An overriding factor explains why Bear Stearns Cos. Inc. won and Lehman Brothers Holdings Inc. lost: speed.

Bear Stearns suffered a sudden, massive heart attack that could have roiled a shocked and surprised financial industry. Until its collapse this year, it was among the largest global investment banks and brokerage firms. The Bush administration felt immediate surgery was needed to prevent a meltdown.

Lehman Brothers was showing coronary symptoms for months, and there was time for the financial world to react. No surprise. No government triage.

Looking back, firms and industries bailed out by the government won help for many reasons: potential job losses, a wipeout of lifetime savings, the lifeline provided by airlines and the health of the financial system.

For example:

  • After the Sept. 11, 2001, terrorist attacks, Americans still had to fly. Congress authorized $5 billion in cash to help shore up the airline industry, following up with $10 billion in loan guarantees.

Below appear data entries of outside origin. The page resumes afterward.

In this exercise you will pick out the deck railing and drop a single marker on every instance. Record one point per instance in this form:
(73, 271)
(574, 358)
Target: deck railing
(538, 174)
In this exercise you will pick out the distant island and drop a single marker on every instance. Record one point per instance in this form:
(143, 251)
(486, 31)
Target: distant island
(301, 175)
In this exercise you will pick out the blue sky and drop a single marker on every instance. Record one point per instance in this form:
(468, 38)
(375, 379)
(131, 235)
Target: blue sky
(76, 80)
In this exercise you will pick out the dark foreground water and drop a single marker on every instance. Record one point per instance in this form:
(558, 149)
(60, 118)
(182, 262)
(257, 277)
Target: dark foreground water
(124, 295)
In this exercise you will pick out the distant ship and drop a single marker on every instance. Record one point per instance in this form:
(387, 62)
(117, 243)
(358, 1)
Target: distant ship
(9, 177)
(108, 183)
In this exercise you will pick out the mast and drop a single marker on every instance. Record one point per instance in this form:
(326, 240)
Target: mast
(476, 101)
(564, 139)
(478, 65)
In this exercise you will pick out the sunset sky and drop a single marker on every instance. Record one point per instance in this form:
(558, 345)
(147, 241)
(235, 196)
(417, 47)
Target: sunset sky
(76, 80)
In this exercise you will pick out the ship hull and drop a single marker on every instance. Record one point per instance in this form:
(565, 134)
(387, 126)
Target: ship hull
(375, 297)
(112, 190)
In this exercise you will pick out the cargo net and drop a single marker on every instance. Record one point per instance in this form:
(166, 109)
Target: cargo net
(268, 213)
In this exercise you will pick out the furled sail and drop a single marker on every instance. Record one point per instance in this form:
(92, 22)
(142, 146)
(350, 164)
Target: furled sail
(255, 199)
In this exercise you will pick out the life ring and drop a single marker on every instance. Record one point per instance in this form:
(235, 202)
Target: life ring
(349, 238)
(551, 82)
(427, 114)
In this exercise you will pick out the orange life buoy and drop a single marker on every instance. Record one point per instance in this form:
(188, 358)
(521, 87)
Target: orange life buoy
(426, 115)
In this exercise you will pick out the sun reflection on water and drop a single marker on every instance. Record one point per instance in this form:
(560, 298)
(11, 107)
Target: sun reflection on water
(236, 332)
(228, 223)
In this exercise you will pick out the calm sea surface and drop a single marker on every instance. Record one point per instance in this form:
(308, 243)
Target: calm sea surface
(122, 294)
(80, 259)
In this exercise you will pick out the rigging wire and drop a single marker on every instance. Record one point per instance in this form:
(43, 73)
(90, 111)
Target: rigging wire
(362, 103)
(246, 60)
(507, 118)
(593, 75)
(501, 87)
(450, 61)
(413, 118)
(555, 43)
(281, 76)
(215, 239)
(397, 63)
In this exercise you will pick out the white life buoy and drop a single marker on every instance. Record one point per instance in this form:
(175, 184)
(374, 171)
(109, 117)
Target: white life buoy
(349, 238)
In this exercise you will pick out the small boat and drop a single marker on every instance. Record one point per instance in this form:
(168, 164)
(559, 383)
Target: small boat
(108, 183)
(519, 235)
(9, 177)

  • Jobs were at stake when Chrysler received loan guarantees in 1979 near the end of the Carter administration. The president and lawmakers in states with auto plants helped push through a package of $1.5 billion in loan guarantees while demanding concessions from labor unions and lenders.

  • The government took control recently of the giant mortgage finance companies Fannie Mae and Freddie Mac to stabilize the housing market and prevent chaos in the nation's financial system. The key factor was that companies own or guarantee about $5 trillion in mortgage loans, about half the nation's total.

  • The savings and loan industry was bailed out in the late 1980s. The U.S. financial system wouldn't have collapsed, but political pressure escalated from lawmakers whose constituents were losing their life's savings. President George H.W. Bush in 1989 authorized spending $166 billion over 10 years to close and merge insolvent savings and loan institutions.

  • The effect on financial institutions led to the government brokering a $3.6 billion private bailout in the 1998 collapse of the Long-Term Capital Management hedge fund. But no government money was involved.

    Other bailout recipients have included Lockheed Aircraft in 1971 and Continental Illinois bank in 1984.

    "Bear Stearns took everybody by surprise; it looked like an imminent meltdown and you had to act quickly," said Alice Rivlin, vice chair of the Federal Reserve System's Board of Governors from 1996 to 1999. "Lehman had a lot of time to think about this. It had access to Fed liquidity pools and hadn't used them. It didn't look like a disorderly route. It looked like the process could be managed in an orderly way."

    Another key difference between financial firm bailouts and those of other industries: jobs.

    In the case of Chrysler, "It was a question of preserving jobs," Rivlin said. "Nobody has been worried about bailing out financial institutions to preserve jobs, although a lot of jobs are at stake."